Green Dreams, based in Odessa, brings to the public the concept company president Kanaris followed personally of eschewing chemicals.

“I started in my own backyard and went from there,” he said.

Want to learn about compost? Or how to start an organic garden no matter where you live? How about the more lofty goal of growing a food forest?

Much of what the company does is spread the word about organic and sustainable gardening with classes from the basics to advanced concepts.

Green Dreams also provides individual consultations on someone’s property to analyze the best way to move into organic practices.

 Such a review can cover the property layout, irrigation, what someone wants to plant as well as the basics of mulching and enriching the soil with organic methods such as composting instead of adding fertilizer.

“We try to give them all the different methods of growing,” Kanaris said.

The consultation takes a couple hours, and the property owner will get a report to summarize the review for about $130. Sometimes the knowledge and nudge are all the property owner need to get started.

“A lot of people want to do it themselves,” Kanaris said. He also may eliminate the consulting charge if the property owner hires Green Dreams to do the work, he said.

The size of the property doesn’t matter. There are growing methods of gardening on patios to large parcels covering acres.

For those who want to skip the consulting, the company has classes twice a week on Wednesdays and Saturdays.

Like the consultations, the classes stretch from the general introduction permaculture, or growing without chemicals and using sustainable methods, to intense looks at composting or irrigation.

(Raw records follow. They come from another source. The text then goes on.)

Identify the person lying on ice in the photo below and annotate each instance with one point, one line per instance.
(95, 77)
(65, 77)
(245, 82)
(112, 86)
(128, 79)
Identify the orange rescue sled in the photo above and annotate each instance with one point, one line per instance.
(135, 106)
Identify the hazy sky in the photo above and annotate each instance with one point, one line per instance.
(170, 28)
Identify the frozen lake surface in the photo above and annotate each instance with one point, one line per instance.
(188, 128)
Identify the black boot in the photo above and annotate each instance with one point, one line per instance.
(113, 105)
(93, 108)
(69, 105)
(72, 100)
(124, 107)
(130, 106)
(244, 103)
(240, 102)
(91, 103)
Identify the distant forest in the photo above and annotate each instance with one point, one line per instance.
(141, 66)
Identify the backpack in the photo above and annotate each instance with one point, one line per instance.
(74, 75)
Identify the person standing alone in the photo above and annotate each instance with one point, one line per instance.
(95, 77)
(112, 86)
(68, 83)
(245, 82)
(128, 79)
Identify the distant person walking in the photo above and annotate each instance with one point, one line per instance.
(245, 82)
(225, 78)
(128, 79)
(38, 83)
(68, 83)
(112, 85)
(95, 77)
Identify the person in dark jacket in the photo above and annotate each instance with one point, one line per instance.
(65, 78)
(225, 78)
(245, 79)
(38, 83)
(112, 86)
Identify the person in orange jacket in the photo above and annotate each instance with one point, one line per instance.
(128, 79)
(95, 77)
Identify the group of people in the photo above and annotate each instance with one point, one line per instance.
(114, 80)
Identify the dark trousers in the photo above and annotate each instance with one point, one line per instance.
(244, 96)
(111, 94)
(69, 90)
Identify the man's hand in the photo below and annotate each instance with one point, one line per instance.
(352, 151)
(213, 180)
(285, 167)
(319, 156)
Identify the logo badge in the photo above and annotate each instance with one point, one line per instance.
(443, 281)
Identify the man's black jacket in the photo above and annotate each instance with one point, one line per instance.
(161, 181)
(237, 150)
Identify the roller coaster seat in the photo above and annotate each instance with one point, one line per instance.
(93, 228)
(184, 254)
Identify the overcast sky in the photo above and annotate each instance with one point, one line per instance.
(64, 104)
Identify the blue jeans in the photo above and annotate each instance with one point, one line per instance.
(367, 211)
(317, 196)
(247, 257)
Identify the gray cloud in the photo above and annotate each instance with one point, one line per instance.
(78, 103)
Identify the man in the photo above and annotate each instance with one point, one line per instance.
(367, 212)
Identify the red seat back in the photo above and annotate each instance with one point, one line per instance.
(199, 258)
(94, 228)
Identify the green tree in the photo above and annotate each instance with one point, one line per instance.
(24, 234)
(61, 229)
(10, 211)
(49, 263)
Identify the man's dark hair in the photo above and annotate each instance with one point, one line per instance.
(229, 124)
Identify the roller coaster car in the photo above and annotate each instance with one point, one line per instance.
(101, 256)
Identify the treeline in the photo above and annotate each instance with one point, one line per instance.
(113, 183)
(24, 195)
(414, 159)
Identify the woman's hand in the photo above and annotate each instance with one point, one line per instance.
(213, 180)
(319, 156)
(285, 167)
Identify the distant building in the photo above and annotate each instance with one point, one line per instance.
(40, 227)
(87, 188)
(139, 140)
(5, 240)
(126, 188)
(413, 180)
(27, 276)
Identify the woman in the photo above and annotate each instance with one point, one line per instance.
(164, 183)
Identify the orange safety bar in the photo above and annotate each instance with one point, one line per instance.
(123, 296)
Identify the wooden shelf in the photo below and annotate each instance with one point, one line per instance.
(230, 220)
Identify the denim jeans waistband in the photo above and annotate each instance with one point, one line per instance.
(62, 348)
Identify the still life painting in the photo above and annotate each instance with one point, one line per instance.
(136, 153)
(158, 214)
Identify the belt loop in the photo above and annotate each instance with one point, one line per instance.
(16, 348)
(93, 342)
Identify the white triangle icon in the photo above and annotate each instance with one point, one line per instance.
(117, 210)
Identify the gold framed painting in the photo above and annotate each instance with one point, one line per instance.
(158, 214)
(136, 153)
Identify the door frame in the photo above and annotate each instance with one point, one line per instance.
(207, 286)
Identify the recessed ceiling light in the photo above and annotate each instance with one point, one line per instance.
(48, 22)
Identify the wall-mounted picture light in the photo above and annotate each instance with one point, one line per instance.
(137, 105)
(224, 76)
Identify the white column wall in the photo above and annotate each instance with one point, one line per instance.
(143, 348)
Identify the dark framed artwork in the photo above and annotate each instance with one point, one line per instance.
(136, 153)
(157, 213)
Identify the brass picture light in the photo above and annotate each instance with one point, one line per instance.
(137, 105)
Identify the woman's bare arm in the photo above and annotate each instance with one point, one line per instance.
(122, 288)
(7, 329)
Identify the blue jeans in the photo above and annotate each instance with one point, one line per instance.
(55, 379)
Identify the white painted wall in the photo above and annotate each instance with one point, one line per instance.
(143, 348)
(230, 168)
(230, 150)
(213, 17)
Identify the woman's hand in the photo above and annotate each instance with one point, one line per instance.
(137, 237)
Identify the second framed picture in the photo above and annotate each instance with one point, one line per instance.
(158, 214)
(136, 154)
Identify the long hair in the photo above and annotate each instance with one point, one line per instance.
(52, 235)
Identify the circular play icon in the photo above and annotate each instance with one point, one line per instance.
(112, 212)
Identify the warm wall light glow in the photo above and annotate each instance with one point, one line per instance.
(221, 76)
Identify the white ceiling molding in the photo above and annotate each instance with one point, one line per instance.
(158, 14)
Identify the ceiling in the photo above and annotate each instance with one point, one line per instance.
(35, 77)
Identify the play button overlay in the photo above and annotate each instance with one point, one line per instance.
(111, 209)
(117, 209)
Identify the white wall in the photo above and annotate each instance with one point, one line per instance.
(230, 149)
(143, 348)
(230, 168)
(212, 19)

Each class generally lasts about 90 minutes to two hours and are at 1, 3 and 5 p.m. at the company’s office in Odessa.

One of the instructors is who runs his own online network for green thumbs. Stewart, of Holiday, runs the site Code Green Community with the goal of helping make the Tampa Bay area more energy-efficient and sustainable.

Shifting from the gardening crutch of chemicals to organic takes time and effort, Kanaris said.

“With organic you have to build the soil. It’s all about finding a balance in your garden,” he said. “With chemicals you can get the grass green in a week, but that’s just appearance.”